I was recently testing an application and wanted to see how it would behave if its connection to vCenter Server was interrupted. Would the process auto-recover? Would I need to restart a service? To find out, I simulated a connection failure using the built-in firewall on Photon OS. This type of testing can be helpful when validating resiliency, troubleshooting connection handling, or preparing for real-world outages.
The application was running on a Photon OS appliance, so I checked to see if the native iptables
firewall was enabled using the following command:
systemctl status iptables.service
This returned a confirmation that the status was loaded/active, pictured below.

Since the firewall was enabled, I checked its configuration using the command:
iptables --list --line-numbers
This lists all the rules and their associated line numbers in the configuration. At the end of the configuration, I could see a block of OUTBOUND requests, which allow everything (based on rule 7).

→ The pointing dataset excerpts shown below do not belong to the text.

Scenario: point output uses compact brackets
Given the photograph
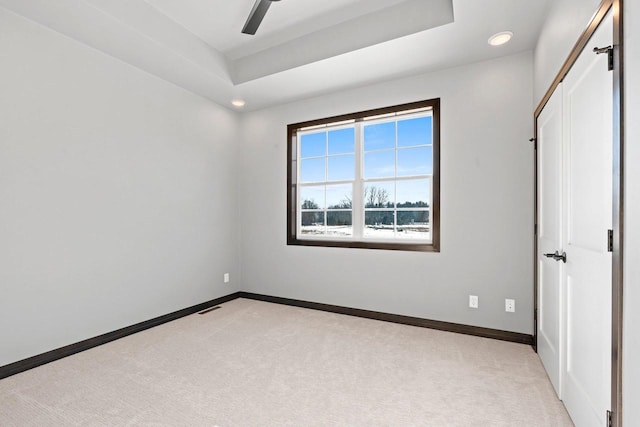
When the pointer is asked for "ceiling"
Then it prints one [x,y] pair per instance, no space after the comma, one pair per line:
[303,48]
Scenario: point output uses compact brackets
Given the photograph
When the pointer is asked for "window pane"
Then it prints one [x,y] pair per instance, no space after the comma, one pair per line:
[313,144]
[415,161]
[312,223]
[380,164]
[342,141]
[379,224]
[379,136]
[339,196]
[379,194]
[415,132]
[312,170]
[339,223]
[312,197]
[413,225]
[341,168]
[413,193]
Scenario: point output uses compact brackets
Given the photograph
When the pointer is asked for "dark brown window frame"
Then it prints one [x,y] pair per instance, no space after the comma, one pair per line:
[292,129]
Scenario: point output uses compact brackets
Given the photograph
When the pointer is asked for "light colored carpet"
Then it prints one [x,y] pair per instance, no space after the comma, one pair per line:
[252,363]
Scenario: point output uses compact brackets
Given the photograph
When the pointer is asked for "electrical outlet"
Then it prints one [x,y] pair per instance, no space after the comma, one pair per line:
[510,305]
[473,301]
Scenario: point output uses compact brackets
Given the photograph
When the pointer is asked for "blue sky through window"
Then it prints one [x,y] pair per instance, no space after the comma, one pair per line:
[392,149]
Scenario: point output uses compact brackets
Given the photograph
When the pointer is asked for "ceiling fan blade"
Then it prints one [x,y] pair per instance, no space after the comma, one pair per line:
[256,16]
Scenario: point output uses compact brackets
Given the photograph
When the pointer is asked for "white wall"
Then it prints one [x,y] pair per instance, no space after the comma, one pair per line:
[565,22]
[487,205]
[117,198]
[631,324]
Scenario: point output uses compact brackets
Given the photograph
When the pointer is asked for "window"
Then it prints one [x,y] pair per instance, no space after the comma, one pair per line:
[366,180]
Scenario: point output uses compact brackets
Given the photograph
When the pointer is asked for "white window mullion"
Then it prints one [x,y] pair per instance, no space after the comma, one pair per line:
[358,185]
[296,141]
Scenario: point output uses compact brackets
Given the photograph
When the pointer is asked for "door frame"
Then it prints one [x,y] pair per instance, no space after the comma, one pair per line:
[618,189]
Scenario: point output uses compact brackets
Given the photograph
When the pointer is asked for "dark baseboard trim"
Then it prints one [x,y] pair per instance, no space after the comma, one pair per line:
[59,353]
[397,318]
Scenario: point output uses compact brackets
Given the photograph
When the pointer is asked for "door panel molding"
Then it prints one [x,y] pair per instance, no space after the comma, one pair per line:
[616,6]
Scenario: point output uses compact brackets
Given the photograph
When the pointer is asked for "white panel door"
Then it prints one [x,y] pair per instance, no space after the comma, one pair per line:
[549,134]
[587,157]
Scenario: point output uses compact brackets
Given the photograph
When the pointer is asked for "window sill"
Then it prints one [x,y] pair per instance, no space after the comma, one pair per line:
[395,246]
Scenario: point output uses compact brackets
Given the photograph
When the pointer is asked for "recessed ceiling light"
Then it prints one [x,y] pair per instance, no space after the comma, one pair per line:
[500,38]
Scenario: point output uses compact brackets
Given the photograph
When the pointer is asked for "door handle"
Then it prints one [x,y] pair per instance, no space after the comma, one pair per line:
[557,256]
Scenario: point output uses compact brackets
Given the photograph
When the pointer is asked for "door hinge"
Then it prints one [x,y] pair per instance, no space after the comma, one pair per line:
[609,51]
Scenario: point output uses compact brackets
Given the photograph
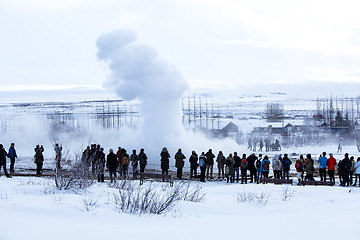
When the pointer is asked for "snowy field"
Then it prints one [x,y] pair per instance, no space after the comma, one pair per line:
[32,208]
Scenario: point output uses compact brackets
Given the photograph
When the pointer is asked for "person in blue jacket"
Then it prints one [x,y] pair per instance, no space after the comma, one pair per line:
[286,166]
[12,155]
[322,169]
[265,167]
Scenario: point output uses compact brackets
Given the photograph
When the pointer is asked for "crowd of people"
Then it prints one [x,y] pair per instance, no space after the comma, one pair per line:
[234,168]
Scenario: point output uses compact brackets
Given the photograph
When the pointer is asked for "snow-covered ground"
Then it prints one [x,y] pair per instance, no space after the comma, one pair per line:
[31,208]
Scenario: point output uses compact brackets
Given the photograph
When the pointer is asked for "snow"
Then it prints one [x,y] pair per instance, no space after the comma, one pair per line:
[31,208]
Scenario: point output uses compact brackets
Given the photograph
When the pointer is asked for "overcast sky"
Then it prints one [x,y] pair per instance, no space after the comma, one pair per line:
[46,42]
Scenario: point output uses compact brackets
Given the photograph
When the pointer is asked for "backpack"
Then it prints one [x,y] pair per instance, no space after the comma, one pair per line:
[348,166]
[258,164]
[124,160]
[244,163]
[201,162]
[265,165]
[228,163]
[286,163]
[142,159]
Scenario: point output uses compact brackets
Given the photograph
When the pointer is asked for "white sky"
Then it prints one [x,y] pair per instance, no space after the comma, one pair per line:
[52,42]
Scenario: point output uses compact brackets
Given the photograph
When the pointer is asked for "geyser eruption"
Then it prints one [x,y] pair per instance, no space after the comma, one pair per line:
[138,73]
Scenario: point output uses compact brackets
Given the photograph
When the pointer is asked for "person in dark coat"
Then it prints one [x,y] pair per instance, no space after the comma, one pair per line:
[12,155]
[142,160]
[165,165]
[220,159]
[286,166]
[202,164]
[237,164]
[134,163]
[112,164]
[3,155]
[179,163]
[124,163]
[251,167]
[39,158]
[100,165]
[193,160]
[209,164]
[244,167]
[347,165]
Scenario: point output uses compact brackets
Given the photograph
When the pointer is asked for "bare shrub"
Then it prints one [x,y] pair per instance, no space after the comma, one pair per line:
[90,202]
[260,199]
[147,200]
[193,194]
[77,176]
[287,194]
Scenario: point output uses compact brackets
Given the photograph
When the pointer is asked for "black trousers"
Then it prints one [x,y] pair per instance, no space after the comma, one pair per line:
[3,165]
[38,168]
[202,174]
[253,175]
[243,176]
[179,173]
[193,172]
[12,163]
[322,172]
[331,175]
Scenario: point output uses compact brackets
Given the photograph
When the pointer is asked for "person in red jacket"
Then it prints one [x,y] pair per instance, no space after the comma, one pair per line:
[331,163]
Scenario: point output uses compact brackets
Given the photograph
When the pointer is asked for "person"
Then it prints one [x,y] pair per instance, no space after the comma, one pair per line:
[39,158]
[249,143]
[309,169]
[267,144]
[265,167]
[340,167]
[286,166]
[261,145]
[100,165]
[299,170]
[254,144]
[277,146]
[237,164]
[85,159]
[202,164]
[251,167]
[221,164]
[322,168]
[118,155]
[302,160]
[124,163]
[352,159]
[193,160]
[258,168]
[347,168]
[58,149]
[357,171]
[277,166]
[12,155]
[244,166]
[340,145]
[165,161]
[142,159]
[331,163]
[112,164]
[3,155]
[179,163]
[134,163]
[209,164]
[229,169]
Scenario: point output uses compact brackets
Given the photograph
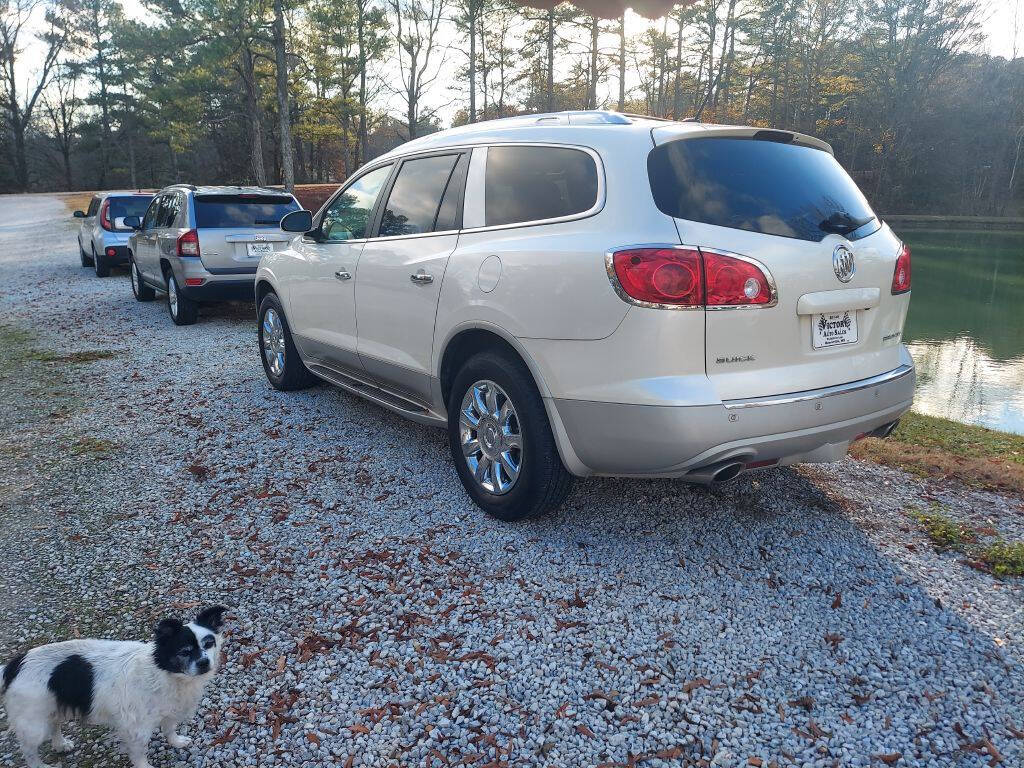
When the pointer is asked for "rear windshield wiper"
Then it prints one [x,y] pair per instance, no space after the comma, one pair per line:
[842,222]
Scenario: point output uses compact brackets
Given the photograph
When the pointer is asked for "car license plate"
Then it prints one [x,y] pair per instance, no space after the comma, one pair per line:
[834,329]
[258,250]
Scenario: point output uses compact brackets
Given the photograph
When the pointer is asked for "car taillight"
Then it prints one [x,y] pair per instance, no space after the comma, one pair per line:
[188,244]
[690,276]
[660,275]
[901,274]
[733,282]
[104,215]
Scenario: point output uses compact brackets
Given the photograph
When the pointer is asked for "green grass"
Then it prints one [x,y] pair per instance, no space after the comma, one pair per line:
[995,556]
[930,446]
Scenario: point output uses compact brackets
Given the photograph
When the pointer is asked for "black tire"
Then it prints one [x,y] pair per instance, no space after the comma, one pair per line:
[86,259]
[294,375]
[141,290]
[99,261]
[543,481]
[183,311]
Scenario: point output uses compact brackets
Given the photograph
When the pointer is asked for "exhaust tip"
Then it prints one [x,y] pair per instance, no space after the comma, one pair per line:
[727,472]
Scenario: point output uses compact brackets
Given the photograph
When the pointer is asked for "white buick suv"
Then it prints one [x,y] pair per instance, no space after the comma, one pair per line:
[592,293]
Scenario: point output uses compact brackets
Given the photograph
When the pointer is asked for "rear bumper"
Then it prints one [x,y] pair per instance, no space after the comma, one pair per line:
[678,440]
[221,290]
[114,255]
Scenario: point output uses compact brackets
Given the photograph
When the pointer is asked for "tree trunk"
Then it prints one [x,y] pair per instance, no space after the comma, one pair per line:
[284,116]
[622,64]
[551,59]
[472,60]
[592,86]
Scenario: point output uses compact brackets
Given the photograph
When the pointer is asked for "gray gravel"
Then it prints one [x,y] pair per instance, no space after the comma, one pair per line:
[795,617]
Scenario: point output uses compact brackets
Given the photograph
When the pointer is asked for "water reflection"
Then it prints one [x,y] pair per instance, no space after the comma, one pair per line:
[966,326]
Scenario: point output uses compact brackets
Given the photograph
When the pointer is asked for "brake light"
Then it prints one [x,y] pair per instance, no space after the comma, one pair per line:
[901,274]
[688,276]
[188,244]
[104,215]
[733,282]
[660,275]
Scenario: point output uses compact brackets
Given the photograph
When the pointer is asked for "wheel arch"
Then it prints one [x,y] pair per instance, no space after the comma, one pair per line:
[467,340]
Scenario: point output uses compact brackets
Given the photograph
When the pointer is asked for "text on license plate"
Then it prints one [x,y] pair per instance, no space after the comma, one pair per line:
[833,329]
[259,249]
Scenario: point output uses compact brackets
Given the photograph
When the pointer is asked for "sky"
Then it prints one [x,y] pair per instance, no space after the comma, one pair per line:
[1003,27]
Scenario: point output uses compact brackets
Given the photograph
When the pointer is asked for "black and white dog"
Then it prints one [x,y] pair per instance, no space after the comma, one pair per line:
[131,687]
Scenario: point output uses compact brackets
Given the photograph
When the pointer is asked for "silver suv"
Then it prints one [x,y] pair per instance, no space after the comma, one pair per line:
[204,244]
[102,236]
[595,294]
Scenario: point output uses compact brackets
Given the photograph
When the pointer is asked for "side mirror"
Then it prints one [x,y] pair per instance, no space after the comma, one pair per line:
[297,221]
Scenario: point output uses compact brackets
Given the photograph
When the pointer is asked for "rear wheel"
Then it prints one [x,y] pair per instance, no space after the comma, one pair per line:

Chain OUTPUT (policy DROP)
num target prot opt source destination
1 ACCEPT tcp -- anywhere anywhere state NEW tcp dpt:https
2 ACCEPT tcp -- anywhere anywhere state NEW tcp dpt:http
3 ACCEPT tcp -- anywhere anywhere state NEW tcp dpt:ssh
4 ACCEPT tcp -- anywhere anywhere state NEW tcp dpt:https
5 ACCEPT tcp -- anywhere anywhere state NEW tcp dpt:http
6 ACCEPT tcp -- anywhere anywhere state NEW tcp dpt:ssh
7 ACCEPT all -- anywhere anywhere
8 ACCEPT icmp -- anywhere anywhere icmp echo-reply
9 ACCEPT icmp -- anywhere anywhere icmp echo-reply
For my testing, I only needed to create a rule above number 7 that would DROP
the requests to the specific vCenter Server my request was going to. I waited for the application to start, then added this firewall rule to drop requests to the vCenter Server, effectively simulating a network interruption:
iptables -I OUTPUT 7 -d 192.168.127.40 -j DROP
Caution: these changes are meant to be temporary and should only be used in test environments.
I then ran the same iptables --list --line-numbers
command and confirmed that rule 7 was now my DROP entry and the previous rule 7 (that allowed all traffic) shifted down to rule number 8.
Finally, after testing, I could remove the rule:
iptables -D OUTPUT 7
Conclusion
Using iptables makes it easy to simulate a loss of connectivity to vCenter (or any other target system) without touching physical network infrastructure. This approach is lightweight, repeatable, and useful for testing application resiliency or recovery processes. Just remember that iptables changes made this way are not persistent across reboots, so they’re ideal for temporary testing in a lab or non-production environment.